Caroline Hoctan entre alliance et allusion – entretien avec l’auteure (La Fabrication du Réel)
Photographie © Isabelle Rozenbaum
Pour une telle créatrice, son nouveau roman d’aventure tisse un fil de l’Histoire de ses racines et de la posthistoire pour dénouer tous les nœuds œdipiens (et autres) de toute prétendue vérité du réel. Face à la réalité, les questions inhérentes à cette fiction de Caroline Hoctan découvrent l’ouverture du doute, la nuit du monde et celle d’un advenir à soi.
Dès lors, la matière de penser crée l’ écriture qui lui donne corps. Et en conséquence, le roman forge contre le réalisme la capacité de mouvements et un processus nomade de réseaux. Articulant l’intrigue quasi d’espionnage et le roman à thèse, l’auteure invente la « défection » et l’« affection » autant que la fiction du réel. Le héros reste un otage ou un insituable entre l’immobilisme et l’impossible appartenance de son état. Est-il l’écarté, l’incertain entre hier et demain et l’ici dans l’ailleurs ? C’est l’invention originale d’une telle auteure là où tout se charpente entre l’alliance à l’allusion.
De Caroline Hoctan, La Fabrication du Réel, Tinbad, coll. Roman, Paris, 2025, 266 p. – 23,00 €.
Entretien :
Qu’est-ce qui vous fait lever le matin ?
Mon désir de lire et d’écrire.
Que sont devenus vos rêves d’enfant ?
Je n’en ai jamais eus.
À quoi avez-vous renoncé ?
J’ai renoncé depuis longtemps à tout, sinon lire et écrire.
D’où venez-vous ?
Pour le coup, de nulle part au sens propre du terme.
Qu’avez-vous reçu en « héritage » ?
Un imbroglio familial.
Un petit plaisir – quotidien ou non ?
Plusieurs même !
Comment définissez-vous votre approche du monde ?
Pragmatiste.
Quelle est la première image qui vous interpella ?
Une hallucination.
Et votre première lecture ?
Le Journal de Kafka.
Quelles musiques écoutez-vous ?
Du Downtempo, du Rap, du Nu Jazz, du Handpan…
Quel est le livre que vous aimez relire ?
« D’où viens-tu Hawthorne ? » de Herman Melville.

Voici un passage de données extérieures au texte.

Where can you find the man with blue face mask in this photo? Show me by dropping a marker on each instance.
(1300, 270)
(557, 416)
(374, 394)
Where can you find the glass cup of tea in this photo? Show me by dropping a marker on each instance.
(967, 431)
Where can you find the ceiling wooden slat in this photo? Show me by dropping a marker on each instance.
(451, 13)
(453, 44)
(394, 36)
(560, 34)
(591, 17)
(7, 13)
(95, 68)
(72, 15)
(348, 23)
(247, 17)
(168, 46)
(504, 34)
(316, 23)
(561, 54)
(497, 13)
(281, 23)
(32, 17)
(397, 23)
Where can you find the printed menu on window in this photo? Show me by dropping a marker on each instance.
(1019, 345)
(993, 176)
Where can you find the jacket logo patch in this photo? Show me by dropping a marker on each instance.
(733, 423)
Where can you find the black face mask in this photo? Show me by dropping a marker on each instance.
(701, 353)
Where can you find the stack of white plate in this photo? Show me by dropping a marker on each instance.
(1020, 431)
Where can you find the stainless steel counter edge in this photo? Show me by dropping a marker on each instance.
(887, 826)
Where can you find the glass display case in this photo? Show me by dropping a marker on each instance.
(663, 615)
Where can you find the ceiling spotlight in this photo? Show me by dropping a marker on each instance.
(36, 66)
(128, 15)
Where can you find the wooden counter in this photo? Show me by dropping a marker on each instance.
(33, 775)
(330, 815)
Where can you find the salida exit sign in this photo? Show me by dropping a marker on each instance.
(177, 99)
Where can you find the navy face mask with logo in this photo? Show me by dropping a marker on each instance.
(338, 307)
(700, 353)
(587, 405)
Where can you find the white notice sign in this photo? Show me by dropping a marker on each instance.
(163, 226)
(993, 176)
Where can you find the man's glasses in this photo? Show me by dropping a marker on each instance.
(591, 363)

Quel film vous fait pleurer ?
« Point Limite » de Sidney Lumet.
Quand vous vous regardez dans un miroir qui voyez-vous ?
L’autre en soi.
À qui n’avez-vous jamais osé écrire ?
À moi-même.
Quel(le) ville ou lieu a pour vous valeur de mythe ?
New York.
Quels sont les artistes et écrivains dont vous vous sentez la plus proche ?
Tous les Américains du Sud et du Nord, la plupart des Asiatiques, certains Européens, une infime poignée de Français.
Qu’aimeriez-vous recevoir pour votre anniversaire ?
Un livre, mais pas n’importe lequel.
Que défendez-vous ?
La vraie vie, les liens invisibles, la persistance de l’être.
Que vous inspire la phrase de Lacan : « L’Amour, c’est donner quelque chose qu’on n’a pas à quelqu’un qui n’en veut pas » ?
Elle ne m’inspire rien, car je pense que l’amour n’est pas une aptitude à négocier, mais à vivre.
Que pensez-vous de celle de W. Allen : « La réponse est oui, mais quelle était la question ? »
Seule compte la question, peu importe la réponse, donc je n’en pense rien non plus.
Quelle question ai-je oublié de vous poser ?
Pourquoi répondez-vous à mes questions ?
Entretien et présentation réalisés par jean-paul gavard-perret, pour lelitteraire.com, le 4 mars 2025.